The study began in 2004 and documented participants’ initial knee pain using X-rays to assess their osteoarthritis. The researchers then asked participants to document their exercise habits and check their symptoms at regular follow-up visits, asking how often their knees hurt.
After four years, 37 percent of study participants who did not walk (excluding occasional trips to the train or grocery store) developed new, frequent knee pain, compared with 26 percent who walked.
Of course, researchers can’t say definitively that walking staved off knee pain, and it didn’t appear to relieve existing pain. Self-assessments can be less accurate than fitness trackers or pedometers. And the researchers didn’t track the distance or frequency that people walked, nor did they recommend strategies for how and when people with osteoarthritis should incorporate walking into their exercise routines.
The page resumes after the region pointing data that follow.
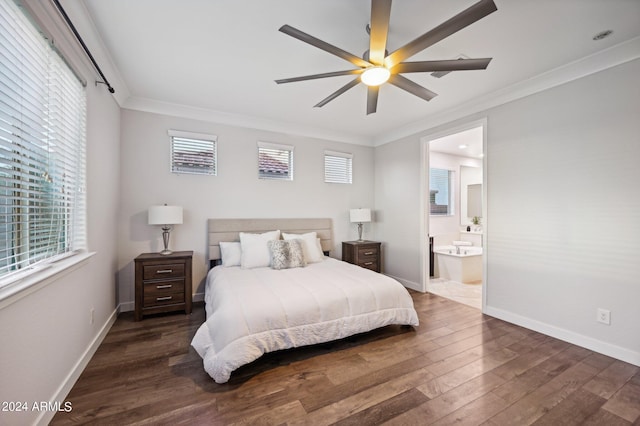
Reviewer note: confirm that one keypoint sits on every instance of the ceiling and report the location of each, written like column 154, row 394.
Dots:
column 218, row 59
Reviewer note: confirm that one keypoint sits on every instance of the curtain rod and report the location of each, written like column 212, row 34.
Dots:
column 84, row 46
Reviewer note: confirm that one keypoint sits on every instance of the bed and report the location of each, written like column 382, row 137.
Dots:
column 253, row 308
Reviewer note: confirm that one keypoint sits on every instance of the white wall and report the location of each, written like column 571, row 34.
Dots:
column 563, row 215
column 235, row 192
column 564, row 210
column 46, row 336
column 398, row 209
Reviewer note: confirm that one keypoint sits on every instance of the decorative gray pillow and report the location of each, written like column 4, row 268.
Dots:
column 286, row 254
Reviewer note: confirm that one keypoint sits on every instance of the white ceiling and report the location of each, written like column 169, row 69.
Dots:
column 218, row 59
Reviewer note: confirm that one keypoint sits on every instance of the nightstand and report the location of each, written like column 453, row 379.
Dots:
column 163, row 283
column 362, row 253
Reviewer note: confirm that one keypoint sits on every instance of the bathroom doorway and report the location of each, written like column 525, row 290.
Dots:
column 455, row 213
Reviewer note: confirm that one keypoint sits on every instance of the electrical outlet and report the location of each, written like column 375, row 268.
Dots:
column 604, row 316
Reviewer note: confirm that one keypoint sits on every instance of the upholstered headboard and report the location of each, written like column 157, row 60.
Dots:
column 229, row 230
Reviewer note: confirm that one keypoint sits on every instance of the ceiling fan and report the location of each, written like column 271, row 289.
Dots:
column 377, row 67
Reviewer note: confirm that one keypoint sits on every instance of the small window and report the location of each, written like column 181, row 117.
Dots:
column 338, row 167
column 275, row 161
column 193, row 153
column 440, row 192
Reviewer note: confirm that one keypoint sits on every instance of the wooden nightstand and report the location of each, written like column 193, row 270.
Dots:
column 362, row 253
column 163, row 283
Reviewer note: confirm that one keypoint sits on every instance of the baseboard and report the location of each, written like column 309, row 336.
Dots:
column 614, row 351
column 47, row 415
column 409, row 284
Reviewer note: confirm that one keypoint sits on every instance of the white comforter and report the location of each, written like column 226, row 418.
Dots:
column 254, row 311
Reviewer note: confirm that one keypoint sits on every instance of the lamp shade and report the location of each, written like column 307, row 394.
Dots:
column 165, row 215
column 360, row 215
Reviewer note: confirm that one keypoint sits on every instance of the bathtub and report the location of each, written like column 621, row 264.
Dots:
column 465, row 267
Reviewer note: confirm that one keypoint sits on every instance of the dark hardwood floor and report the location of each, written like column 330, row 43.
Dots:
column 458, row 366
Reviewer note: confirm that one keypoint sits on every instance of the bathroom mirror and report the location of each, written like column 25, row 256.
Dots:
column 474, row 200
column 470, row 194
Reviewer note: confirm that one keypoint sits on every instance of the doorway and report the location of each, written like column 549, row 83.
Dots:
column 454, row 213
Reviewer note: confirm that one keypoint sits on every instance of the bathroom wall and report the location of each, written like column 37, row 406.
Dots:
column 445, row 229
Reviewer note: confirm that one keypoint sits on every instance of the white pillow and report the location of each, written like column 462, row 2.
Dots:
column 231, row 253
column 310, row 246
column 255, row 252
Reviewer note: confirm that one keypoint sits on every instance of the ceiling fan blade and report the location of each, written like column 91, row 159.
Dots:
column 302, row 36
column 380, row 13
column 451, row 26
column 446, row 65
column 372, row 99
column 337, row 93
column 323, row 75
column 411, row 87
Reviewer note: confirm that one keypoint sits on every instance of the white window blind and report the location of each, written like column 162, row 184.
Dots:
column 275, row 161
column 440, row 192
column 193, row 153
column 42, row 149
column 338, row 167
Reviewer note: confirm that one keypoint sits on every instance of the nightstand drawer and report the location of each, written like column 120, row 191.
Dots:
column 163, row 283
column 163, row 299
column 170, row 270
column 370, row 264
column 162, row 288
column 368, row 253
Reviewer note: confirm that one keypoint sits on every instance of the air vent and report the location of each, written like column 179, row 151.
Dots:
column 440, row 74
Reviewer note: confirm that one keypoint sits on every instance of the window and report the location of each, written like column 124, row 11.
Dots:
column 193, row 153
column 441, row 192
column 337, row 167
column 275, row 161
column 42, row 149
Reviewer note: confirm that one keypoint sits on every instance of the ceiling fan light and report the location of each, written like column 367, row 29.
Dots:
column 375, row 76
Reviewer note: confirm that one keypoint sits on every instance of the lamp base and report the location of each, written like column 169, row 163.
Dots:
column 165, row 239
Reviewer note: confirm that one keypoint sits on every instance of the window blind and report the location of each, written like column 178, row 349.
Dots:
column 193, row 153
column 440, row 192
column 42, row 148
column 338, row 167
column 275, row 161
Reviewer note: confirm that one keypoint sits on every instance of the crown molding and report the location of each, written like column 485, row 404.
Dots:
column 615, row 55
column 239, row 120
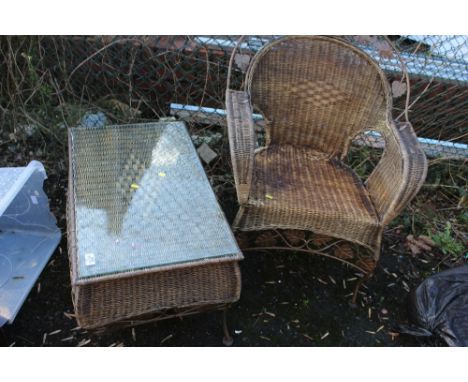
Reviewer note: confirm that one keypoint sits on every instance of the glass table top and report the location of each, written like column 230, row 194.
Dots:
column 142, row 200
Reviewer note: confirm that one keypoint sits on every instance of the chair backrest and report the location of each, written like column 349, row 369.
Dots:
column 318, row 92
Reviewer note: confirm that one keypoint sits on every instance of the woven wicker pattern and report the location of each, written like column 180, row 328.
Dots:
column 317, row 94
column 145, row 230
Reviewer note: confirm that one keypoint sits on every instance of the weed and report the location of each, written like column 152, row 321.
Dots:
column 446, row 242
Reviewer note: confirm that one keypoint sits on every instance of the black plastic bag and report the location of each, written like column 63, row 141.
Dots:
column 439, row 306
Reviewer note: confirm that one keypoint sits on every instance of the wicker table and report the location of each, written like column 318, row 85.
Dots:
column 147, row 238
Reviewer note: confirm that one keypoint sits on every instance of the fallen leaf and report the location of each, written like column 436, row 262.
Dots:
column 419, row 244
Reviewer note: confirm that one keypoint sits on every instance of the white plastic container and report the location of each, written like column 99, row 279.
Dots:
column 28, row 235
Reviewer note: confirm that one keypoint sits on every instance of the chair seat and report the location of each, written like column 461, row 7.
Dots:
column 300, row 188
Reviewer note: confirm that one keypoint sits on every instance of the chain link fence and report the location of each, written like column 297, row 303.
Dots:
column 131, row 78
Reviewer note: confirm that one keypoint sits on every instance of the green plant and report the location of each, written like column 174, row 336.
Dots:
column 446, row 242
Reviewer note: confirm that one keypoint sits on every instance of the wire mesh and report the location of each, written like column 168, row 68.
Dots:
column 140, row 77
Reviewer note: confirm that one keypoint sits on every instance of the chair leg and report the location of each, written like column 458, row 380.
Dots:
column 227, row 339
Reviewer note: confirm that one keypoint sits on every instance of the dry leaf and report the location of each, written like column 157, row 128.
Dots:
column 419, row 244
column 398, row 89
column 242, row 61
column 367, row 263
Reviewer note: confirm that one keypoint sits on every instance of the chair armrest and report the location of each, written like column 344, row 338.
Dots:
column 241, row 134
column 400, row 173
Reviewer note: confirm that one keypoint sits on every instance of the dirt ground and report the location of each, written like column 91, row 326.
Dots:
column 287, row 299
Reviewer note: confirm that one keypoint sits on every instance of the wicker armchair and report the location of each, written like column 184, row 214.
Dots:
column 316, row 95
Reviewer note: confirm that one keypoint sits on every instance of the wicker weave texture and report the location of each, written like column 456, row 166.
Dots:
column 145, row 231
column 317, row 94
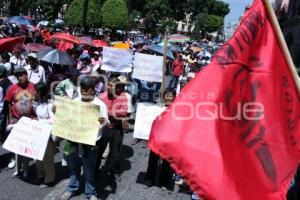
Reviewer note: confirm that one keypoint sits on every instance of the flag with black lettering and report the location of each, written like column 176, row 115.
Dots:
column 233, row 132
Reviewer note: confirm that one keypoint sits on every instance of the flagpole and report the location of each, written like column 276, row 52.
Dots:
column 283, row 44
column 164, row 66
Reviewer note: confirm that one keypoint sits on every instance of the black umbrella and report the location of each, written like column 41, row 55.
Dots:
column 55, row 56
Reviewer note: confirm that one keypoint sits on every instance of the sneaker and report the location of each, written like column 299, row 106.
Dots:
column 66, row 195
column 135, row 141
column 163, row 188
column 147, row 184
column 15, row 174
column 195, row 197
column 43, row 186
column 12, row 164
column 118, row 177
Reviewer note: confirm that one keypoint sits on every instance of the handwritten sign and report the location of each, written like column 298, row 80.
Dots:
column 76, row 121
column 117, row 60
column 147, row 67
column 145, row 115
column 29, row 138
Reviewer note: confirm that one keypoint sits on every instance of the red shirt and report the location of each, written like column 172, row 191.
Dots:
column 21, row 100
column 177, row 67
column 117, row 109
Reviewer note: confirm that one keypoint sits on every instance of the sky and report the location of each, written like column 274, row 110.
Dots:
column 237, row 8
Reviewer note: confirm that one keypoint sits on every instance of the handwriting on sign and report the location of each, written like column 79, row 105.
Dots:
column 245, row 35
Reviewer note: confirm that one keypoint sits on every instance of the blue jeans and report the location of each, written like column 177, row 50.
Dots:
column 88, row 162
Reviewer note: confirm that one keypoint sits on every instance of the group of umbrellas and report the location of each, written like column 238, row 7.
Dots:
column 26, row 20
column 54, row 56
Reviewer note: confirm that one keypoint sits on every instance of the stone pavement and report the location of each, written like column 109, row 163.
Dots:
column 130, row 188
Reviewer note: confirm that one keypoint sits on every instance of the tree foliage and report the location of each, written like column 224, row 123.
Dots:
column 75, row 12
column 115, row 14
column 205, row 23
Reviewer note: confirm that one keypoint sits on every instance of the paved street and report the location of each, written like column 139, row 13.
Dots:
column 130, row 188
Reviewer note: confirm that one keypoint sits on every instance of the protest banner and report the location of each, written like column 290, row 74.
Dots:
column 76, row 121
column 28, row 138
column 117, row 60
column 145, row 115
column 147, row 67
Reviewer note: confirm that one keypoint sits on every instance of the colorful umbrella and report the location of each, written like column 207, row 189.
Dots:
column 55, row 56
column 67, row 37
column 178, row 38
column 85, row 40
column 121, row 45
column 59, row 21
column 99, row 43
column 19, row 20
column 43, row 23
column 35, row 47
column 195, row 49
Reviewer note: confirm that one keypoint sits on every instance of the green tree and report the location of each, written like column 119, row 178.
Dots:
column 134, row 18
column 156, row 11
column 205, row 23
column 115, row 14
column 75, row 12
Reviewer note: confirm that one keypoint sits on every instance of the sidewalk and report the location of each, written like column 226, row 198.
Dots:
column 130, row 188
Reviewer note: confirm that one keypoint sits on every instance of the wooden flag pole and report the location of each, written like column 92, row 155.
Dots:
column 283, row 44
column 164, row 68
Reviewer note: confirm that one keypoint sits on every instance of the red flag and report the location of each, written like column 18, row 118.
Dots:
column 11, row 43
column 233, row 132
column 64, row 46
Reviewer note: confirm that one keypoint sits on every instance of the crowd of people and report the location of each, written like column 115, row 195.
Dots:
column 28, row 88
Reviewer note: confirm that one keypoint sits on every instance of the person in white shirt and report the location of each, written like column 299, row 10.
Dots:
column 5, row 61
column 85, row 155
column 36, row 73
column 17, row 60
column 43, row 108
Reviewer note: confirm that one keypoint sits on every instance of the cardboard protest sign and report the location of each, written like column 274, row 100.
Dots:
column 145, row 115
column 29, row 138
column 147, row 67
column 117, row 60
column 76, row 121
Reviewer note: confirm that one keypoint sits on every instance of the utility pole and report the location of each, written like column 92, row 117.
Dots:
column 84, row 14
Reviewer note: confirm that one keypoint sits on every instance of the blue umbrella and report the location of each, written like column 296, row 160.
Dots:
column 19, row 20
column 59, row 21
column 55, row 56
column 175, row 48
column 160, row 49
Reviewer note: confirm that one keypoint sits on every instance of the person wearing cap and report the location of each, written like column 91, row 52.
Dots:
column 177, row 71
column 80, row 155
column 96, row 60
column 68, row 87
column 4, row 85
column 36, row 73
column 84, row 65
column 43, row 108
column 18, row 60
column 117, row 104
column 20, row 97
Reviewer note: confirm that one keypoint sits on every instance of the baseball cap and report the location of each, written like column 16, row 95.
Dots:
column 3, row 70
column 32, row 55
column 20, row 71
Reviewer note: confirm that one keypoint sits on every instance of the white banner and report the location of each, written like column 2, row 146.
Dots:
column 145, row 115
column 117, row 60
column 148, row 67
column 28, row 138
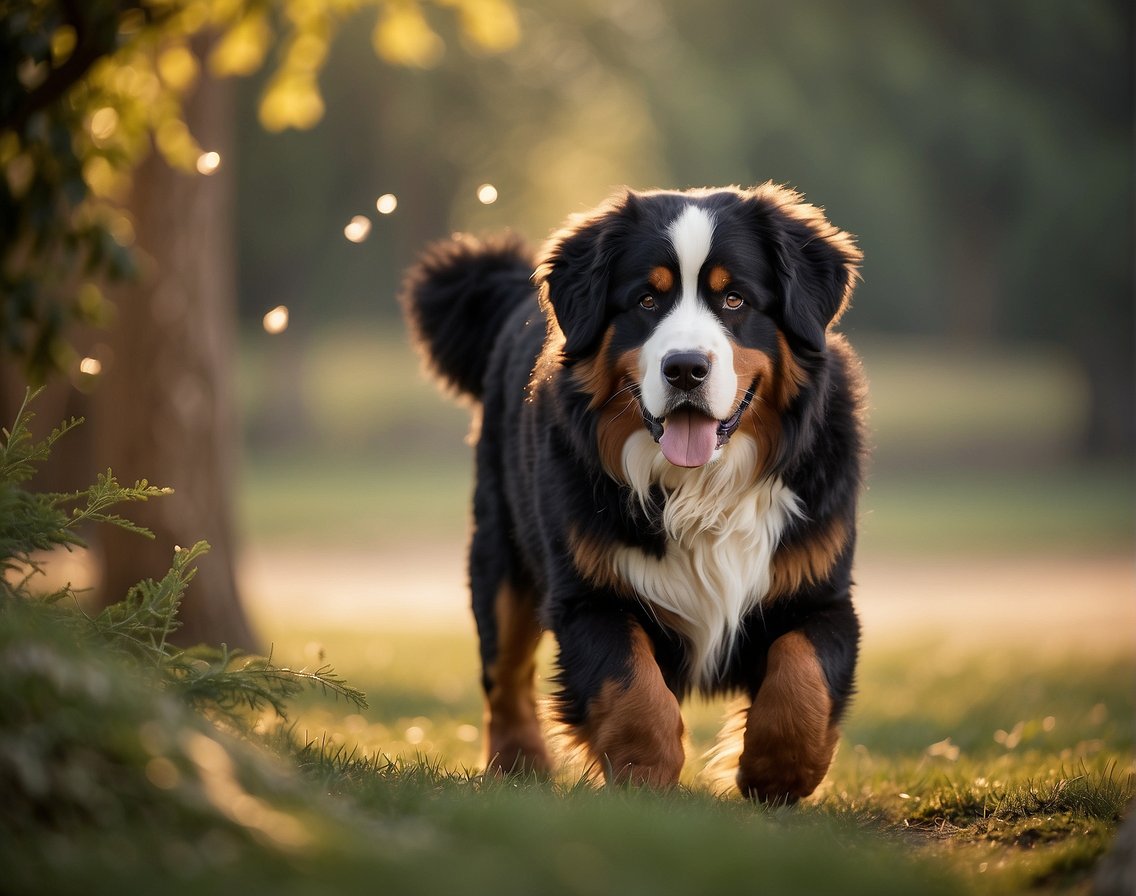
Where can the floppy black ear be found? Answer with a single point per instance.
(818, 267)
(574, 274)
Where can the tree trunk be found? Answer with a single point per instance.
(165, 408)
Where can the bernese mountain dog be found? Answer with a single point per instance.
(668, 460)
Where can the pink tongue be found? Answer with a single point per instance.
(688, 437)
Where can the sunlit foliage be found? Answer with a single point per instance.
(88, 89)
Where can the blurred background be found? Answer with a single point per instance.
(983, 155)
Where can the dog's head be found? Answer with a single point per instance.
(694, 315)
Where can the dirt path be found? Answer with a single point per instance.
(1053, 603)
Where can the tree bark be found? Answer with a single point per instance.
(165, 409)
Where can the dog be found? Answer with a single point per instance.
(668, 460)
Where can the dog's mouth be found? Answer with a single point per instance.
(688, 436)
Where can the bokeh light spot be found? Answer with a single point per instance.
(208, 162)
(276, 320)
(486, 194)
(358, 228)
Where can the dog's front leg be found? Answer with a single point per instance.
(793, 723)
(615, 697)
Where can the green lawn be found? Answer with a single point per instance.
(984, 772)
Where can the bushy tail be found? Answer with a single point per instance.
(457, 299)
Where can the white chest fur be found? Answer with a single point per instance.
(721, 529)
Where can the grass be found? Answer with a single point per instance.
(997, 771)
(988, 772)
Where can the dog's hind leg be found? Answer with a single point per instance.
(504, 609)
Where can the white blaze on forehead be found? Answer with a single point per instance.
(691, 234)
(690, 326)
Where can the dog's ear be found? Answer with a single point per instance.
(818, 266)
(574, 273)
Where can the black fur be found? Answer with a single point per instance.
(514, 344)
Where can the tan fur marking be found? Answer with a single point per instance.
(635, 729)
(661, 279)
(791, 377)
(808, 561)
(790, 736)
(592, 559)
(514, 739)
(718, 278)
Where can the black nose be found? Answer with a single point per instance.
(686, 370)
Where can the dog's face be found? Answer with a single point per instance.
(695, 315)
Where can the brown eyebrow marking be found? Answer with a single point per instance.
(661, 279)
(718, 278)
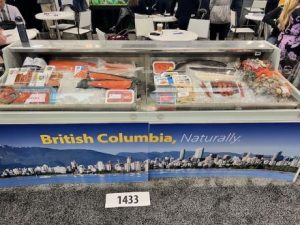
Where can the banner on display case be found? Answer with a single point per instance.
(135, 152)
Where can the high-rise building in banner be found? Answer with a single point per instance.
(277, 157)
(100, 166)
(182, 154)
(198, 153)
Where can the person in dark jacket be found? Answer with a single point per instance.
(237, 6)
(271, 19)
(144, 7)
(164, 6)
(184, 11)
(271, 5)
(80, 5)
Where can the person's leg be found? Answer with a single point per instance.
(223, 30)
(213, 31)
(183, 23)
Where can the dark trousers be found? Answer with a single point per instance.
(221, 29)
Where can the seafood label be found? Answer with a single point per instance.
(11, 77)
(38, 79)
(127, 199)
(36, 98)
(115, 96)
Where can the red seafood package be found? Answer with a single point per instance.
(119, 96)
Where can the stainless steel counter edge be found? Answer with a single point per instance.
(250, 116)
(95, 46)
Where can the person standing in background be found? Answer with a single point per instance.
(2, 38)
(164, 6)
(184, 11)
(219, 19)
(271, 5)
(237, 6)
(271, 18)
(47, 6)
(289, 38)
(80, 5)
(8, 12)
(140, 7)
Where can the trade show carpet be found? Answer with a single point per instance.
(173, 201)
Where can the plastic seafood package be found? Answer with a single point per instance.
(173, 88)
(69, 65)
(116, 96)
(26, 95)
(160, 67)
(68, 93)
(271, 85)
(255, 64)
(25, 76)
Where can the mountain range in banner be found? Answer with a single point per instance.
(13, 157)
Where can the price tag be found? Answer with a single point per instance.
(36, 98)
(127, 199)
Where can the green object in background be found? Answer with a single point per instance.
(109, 2)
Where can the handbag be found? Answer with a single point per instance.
(8, 25)
(122, 35)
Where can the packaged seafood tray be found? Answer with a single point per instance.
(97, 91)
(160, 67)
(29, 77)
(223, 88)
(25, 97)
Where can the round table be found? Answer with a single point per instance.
(55, 16)
(174, 35)
(262, 26)
(13, 35)
(163, 19)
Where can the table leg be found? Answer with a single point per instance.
(266, 31)
(57, 30)
(260, 29)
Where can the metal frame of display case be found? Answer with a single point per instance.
(14, 55)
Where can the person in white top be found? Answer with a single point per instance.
(8, 12)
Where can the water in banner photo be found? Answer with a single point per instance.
(75, 153)
(263, 150)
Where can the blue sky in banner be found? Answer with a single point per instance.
(264, 138)
(29, 136)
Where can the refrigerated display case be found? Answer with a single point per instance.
(142, 81)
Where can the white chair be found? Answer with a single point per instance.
(100, 34)
(84, 22)
(65, 26)
(200, 27)
(257, 6)
(237, 30)
(143, 26)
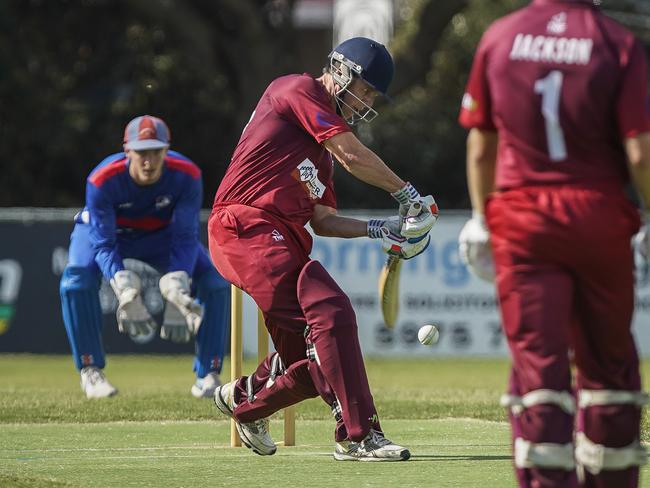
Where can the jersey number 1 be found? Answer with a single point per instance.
(551, 89)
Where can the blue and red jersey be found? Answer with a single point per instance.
(119, 210)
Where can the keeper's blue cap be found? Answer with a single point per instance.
(146, 132)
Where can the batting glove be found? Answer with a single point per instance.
(397, 245)
(133, 318)
(475, 249)
(183, 314)
(641, 241)
(375, 225)
(419, 214)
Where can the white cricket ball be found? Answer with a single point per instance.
(428, 334)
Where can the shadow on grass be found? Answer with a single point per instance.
(458, 457)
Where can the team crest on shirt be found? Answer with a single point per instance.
(163, 201)
(557, 24)
(307, 174)
(469, 103)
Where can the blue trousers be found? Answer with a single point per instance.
(82, 313)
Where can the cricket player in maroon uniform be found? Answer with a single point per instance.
(279, 179)
(556, 107)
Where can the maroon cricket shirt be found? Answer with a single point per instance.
(549, 55)
(279, 164)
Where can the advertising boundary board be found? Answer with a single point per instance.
(435, 288)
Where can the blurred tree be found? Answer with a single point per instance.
(75, 72)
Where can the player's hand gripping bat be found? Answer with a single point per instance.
(389, 281)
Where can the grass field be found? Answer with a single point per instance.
(155, 434)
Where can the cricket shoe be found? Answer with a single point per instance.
(94, 383)
(375, 447)
(255, 435)
(204, 387)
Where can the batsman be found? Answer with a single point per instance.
(280, 179)
(144, 203)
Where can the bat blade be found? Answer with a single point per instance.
(389, 290)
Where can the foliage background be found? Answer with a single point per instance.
(75, 72)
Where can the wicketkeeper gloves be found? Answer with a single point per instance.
(133, 318)
(475, 249)
(183, 314)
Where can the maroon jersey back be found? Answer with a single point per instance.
(563, 84)
(279, 164)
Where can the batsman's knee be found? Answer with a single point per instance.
(322, 301)
(559, 408)
(613, 452)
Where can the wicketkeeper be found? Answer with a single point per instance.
(279, 179)
(144, 203)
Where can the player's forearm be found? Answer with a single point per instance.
(362, 163)
(481, 165)
(372, 170)
(337, 226)
(638, 152)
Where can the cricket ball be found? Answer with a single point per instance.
(428, 334)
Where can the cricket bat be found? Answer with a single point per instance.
(389, 290)
(389, 281)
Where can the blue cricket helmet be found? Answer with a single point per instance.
(368, 59)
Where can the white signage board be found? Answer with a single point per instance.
(435, 288)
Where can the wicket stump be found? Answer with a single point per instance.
(237, 357)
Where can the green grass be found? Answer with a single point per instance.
(155, 434)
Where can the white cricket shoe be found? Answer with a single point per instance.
(375, 447)
(94, 383)
(254, 435)
(204, 387)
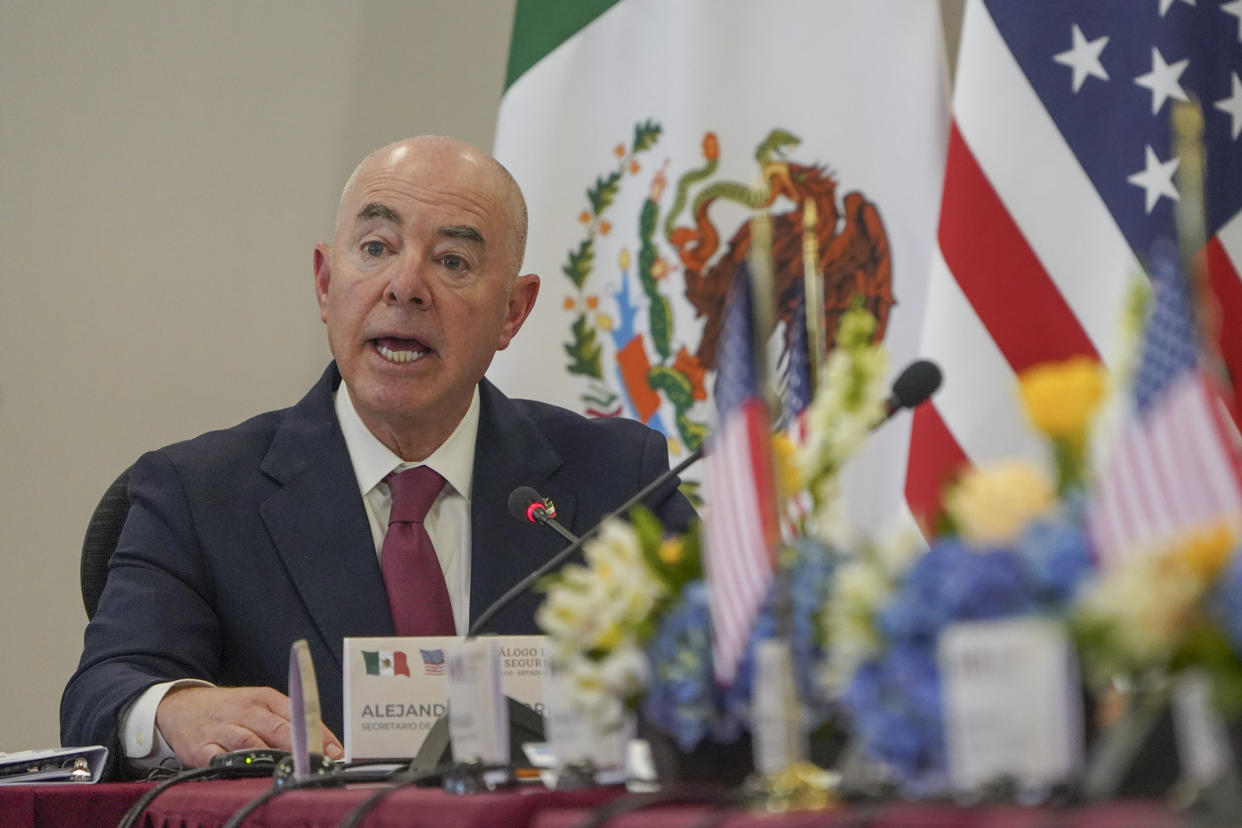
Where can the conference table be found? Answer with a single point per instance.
(208, 805)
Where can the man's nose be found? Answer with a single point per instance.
(407, 283)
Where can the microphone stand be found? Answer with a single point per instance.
(563, 555)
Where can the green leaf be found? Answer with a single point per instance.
(584, 351)
(604, 191)
(645, 135)
(580, 262)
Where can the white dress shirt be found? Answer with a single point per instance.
(447, 523)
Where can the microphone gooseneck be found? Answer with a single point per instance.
(917, 382)
(912, 387)
(576, 543)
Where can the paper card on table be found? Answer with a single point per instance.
(478, 718)
(778, 728)
(1199, 730)
(574, 736)
(1011, 703)
(396, 688)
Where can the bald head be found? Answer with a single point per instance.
(414, 158)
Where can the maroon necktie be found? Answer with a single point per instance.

Still, the results reinforce what clinicians already know about managing osteoarthritis. Consistent exercise can help build muscle mass and strengthen the ligaments around joints with osteoarthritis, said Dr. Husni. Walking is a low-intensity, low-impact exercise that allows people to maintain the strength and flexibility critical to healthy joints, she added.
“It’s an intervention anyone can do,” she said. “You have no excuse. You can do it wherever you are.”
However, those who are already in pain should be careful not to overdo the exercise, said Dr. Justen Elbayar, a sports medicine physician in the Department of Orthopedic Surgery at NYU Langone Health, who was also not involved in the study. Walking long distances might make pain worse in some patients with severe arthritis, he said — but for those with lesser amounts of arthritis, “it’s one of the best exercises you can do.”
He recommends that people start with a small, short walk and gradually build up the distance over time. The goal of the exercise is to provide muscular support for an arthritic knee, he said, and to get the joints, tendons and tissues used to walking.
He also suggested wearing supportive shoes, drinking plenty of water during a walk, and resting frequently when tired or new to it. After a long walk, icing the knee can also help reduce discomfort, he added.
While walking the street may not repair cartilage or relieve existing pain, exercise offers a compelling and accessible option for fighting off the more intrusive aspects of osteoarthritis, said Dr. Lo. Finally, she added, “It doesn’t cost a penny to walk.”